Aaaahhhhh the fun of undoing the old hack jobs from generations of bad repairs. I still have a section of rust repair somebody made to my truck where they pop riveted a piece of aluminum over a rust hole and then smeared bondo over it all. Most of the bondo has long since fallen off but since they used aluminum none of that has rusted away, so I have a beautiful aluminum/rivet/bondo patch still hanging on to the bottom of a door.
That is hilarious. A few months ago when I was cutting out pat of my passenger floor pan to replace. My brother in WA was telling me about how he reap airs his floor pan with poprivets and silicone. Just covered in carpet. No one will be the wiser.
I am by no means a perfectionist. But my hack jobs only go so far
I had soaked the bolts down with pb a few times days before. Then in the morning I soaked it down and ran it to get the bolts warm and soaked them again. Let it sit for a few hours to cool down and soaked it one more time.
I got out my 3/8 impact and 3/8 wabbley socket and feathered each of them forward and backward until I got movement, then I threaded them right out all of them came out like this except one. I resoaked it, got a 3/8 breaker bar and felt it out both ways several times, no movement. Broke out the half inch impact and rattled it forward and backward a few times. Got it up to 4 power and it finally broke loose and threaded out.
Now to just get the broken bolts out.
You did good. If you have time and patience you can work them loose. The few times I have addressed the issue it was on my daily driver and I didn't have the luxury of soaking them very long in PB, needed to get it fixed so I could get to work the next day.
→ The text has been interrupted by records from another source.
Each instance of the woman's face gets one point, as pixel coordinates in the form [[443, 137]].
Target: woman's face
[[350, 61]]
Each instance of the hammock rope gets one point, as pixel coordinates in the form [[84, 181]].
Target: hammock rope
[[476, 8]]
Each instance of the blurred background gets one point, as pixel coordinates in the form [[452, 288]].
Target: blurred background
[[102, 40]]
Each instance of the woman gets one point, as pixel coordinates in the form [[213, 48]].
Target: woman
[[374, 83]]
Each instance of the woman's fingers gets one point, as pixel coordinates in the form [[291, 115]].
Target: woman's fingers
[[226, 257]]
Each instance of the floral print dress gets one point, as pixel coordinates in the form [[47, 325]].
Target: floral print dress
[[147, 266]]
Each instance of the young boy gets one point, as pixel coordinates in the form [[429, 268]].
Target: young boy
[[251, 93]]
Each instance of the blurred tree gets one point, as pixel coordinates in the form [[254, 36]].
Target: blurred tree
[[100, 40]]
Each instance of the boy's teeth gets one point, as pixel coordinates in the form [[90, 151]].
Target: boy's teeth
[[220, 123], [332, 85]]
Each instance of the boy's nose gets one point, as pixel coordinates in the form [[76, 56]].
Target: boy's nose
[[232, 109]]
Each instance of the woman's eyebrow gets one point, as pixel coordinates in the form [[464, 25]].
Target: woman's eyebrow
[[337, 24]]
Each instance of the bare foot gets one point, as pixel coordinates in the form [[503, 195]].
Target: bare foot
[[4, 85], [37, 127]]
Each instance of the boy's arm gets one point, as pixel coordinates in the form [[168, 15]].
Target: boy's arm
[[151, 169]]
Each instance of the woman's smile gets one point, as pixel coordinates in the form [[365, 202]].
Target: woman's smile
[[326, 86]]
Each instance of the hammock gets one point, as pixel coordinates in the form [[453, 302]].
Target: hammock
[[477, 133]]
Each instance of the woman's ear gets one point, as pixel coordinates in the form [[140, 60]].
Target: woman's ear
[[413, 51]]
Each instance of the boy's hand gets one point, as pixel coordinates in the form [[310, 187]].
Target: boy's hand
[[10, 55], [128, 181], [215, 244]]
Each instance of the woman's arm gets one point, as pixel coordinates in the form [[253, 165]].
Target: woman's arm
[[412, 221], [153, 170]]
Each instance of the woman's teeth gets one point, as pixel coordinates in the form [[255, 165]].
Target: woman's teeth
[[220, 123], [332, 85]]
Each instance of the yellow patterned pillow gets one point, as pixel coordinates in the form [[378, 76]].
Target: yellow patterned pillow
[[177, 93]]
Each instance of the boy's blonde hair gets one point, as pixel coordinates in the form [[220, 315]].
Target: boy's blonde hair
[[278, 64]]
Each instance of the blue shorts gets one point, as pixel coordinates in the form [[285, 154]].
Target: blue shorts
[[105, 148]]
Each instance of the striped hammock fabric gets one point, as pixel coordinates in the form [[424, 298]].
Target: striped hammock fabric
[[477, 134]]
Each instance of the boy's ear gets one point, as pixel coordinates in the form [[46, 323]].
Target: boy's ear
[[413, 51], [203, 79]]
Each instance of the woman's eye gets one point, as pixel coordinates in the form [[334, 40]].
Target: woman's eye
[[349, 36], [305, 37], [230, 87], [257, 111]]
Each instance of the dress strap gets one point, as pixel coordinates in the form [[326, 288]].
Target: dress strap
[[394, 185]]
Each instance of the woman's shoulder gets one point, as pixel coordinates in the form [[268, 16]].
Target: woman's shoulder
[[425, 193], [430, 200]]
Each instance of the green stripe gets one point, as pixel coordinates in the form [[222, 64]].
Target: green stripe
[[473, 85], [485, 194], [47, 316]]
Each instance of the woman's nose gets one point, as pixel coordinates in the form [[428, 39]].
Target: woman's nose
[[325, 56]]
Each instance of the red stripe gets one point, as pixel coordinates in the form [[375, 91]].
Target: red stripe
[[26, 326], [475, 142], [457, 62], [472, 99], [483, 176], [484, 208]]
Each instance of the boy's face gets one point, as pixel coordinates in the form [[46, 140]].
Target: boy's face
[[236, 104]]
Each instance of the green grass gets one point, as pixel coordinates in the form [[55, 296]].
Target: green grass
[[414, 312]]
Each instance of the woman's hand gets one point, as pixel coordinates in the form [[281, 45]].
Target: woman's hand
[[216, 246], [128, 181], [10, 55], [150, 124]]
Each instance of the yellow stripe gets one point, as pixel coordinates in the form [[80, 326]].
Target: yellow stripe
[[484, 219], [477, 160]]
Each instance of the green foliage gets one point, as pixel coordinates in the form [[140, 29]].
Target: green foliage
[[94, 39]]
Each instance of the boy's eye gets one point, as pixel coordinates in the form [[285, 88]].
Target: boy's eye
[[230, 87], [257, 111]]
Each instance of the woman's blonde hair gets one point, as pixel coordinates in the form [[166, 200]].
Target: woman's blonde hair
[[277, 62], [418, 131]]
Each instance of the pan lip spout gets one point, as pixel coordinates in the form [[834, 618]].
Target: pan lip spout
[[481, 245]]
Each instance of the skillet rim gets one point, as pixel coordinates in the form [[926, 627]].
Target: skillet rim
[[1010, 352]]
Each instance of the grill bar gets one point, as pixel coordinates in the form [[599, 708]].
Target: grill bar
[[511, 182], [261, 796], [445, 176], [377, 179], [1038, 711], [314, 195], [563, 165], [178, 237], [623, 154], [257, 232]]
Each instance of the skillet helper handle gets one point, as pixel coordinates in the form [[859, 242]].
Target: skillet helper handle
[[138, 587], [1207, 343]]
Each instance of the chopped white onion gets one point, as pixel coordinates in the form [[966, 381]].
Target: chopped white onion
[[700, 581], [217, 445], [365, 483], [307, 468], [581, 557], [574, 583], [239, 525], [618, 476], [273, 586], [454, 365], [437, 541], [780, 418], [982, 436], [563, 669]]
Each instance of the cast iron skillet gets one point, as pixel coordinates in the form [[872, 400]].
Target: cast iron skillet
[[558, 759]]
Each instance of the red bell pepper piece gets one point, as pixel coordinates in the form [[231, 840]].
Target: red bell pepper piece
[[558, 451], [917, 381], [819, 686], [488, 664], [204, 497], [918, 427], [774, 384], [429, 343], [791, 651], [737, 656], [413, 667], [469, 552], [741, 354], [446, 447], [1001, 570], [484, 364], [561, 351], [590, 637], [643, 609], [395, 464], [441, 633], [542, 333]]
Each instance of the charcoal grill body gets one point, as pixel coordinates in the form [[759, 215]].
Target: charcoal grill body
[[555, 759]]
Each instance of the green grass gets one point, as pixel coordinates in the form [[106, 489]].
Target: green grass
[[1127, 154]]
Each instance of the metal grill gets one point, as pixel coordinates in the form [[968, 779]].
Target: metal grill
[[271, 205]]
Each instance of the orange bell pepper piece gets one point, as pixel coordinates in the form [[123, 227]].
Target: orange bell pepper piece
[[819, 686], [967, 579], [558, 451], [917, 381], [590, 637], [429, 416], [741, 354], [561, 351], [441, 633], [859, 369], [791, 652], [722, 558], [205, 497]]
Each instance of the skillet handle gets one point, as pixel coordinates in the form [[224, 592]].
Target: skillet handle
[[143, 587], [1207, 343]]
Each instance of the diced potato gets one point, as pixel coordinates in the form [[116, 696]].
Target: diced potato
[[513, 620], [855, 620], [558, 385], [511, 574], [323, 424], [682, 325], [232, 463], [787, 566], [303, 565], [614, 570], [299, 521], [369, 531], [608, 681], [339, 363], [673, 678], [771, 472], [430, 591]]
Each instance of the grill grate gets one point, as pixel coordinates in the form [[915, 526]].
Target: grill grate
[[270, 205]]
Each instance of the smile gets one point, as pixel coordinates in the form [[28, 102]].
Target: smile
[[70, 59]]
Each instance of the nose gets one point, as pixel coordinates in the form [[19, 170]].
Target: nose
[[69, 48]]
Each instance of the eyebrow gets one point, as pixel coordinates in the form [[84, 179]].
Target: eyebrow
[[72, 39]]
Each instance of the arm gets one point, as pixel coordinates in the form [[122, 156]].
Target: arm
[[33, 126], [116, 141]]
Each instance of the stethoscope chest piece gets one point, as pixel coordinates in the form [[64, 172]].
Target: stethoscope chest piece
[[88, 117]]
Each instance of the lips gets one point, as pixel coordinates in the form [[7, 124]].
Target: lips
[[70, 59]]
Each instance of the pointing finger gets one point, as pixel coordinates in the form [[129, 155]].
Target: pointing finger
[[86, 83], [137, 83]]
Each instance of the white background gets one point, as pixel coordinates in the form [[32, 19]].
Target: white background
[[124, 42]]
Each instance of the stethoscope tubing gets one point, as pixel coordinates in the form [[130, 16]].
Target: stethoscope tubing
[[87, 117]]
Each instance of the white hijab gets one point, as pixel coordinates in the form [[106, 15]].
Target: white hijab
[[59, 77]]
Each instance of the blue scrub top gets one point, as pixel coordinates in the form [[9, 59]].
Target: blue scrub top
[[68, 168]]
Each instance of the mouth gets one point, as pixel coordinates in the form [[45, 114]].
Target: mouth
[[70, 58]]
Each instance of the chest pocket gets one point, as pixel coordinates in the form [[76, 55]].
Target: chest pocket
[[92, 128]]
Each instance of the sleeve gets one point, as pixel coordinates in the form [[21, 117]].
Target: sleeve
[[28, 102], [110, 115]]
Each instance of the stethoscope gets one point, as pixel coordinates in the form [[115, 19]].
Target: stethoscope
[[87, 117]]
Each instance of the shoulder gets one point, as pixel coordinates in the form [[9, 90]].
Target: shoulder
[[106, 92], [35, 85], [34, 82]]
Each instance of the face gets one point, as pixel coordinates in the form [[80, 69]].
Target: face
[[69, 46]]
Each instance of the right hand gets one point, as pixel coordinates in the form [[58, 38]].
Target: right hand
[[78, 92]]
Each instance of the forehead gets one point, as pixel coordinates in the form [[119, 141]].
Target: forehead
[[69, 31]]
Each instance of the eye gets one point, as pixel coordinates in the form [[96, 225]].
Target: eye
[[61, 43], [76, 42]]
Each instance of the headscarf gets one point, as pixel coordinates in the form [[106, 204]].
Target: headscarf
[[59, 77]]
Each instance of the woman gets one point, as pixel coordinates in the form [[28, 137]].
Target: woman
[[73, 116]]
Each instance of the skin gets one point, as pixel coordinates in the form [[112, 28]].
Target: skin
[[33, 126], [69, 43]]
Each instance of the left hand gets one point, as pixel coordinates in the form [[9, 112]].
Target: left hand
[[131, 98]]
Those heads are a mess, never seen any pitted that bad.
You did good. If you have time and patience you can work them loose. The few times I have addressed the issue it was on my daily driver and I didn't have the luxury of soaking them very long in PB, needed to get it fixed so I could get to work the next day. Those heads are a mess, never seen any pitted that bad.
Only two of the ports were that bad, the rest looked ok. I frosted the gaskets with high temp copper rtv on both sides and clamped in. I guess we will see how it goes.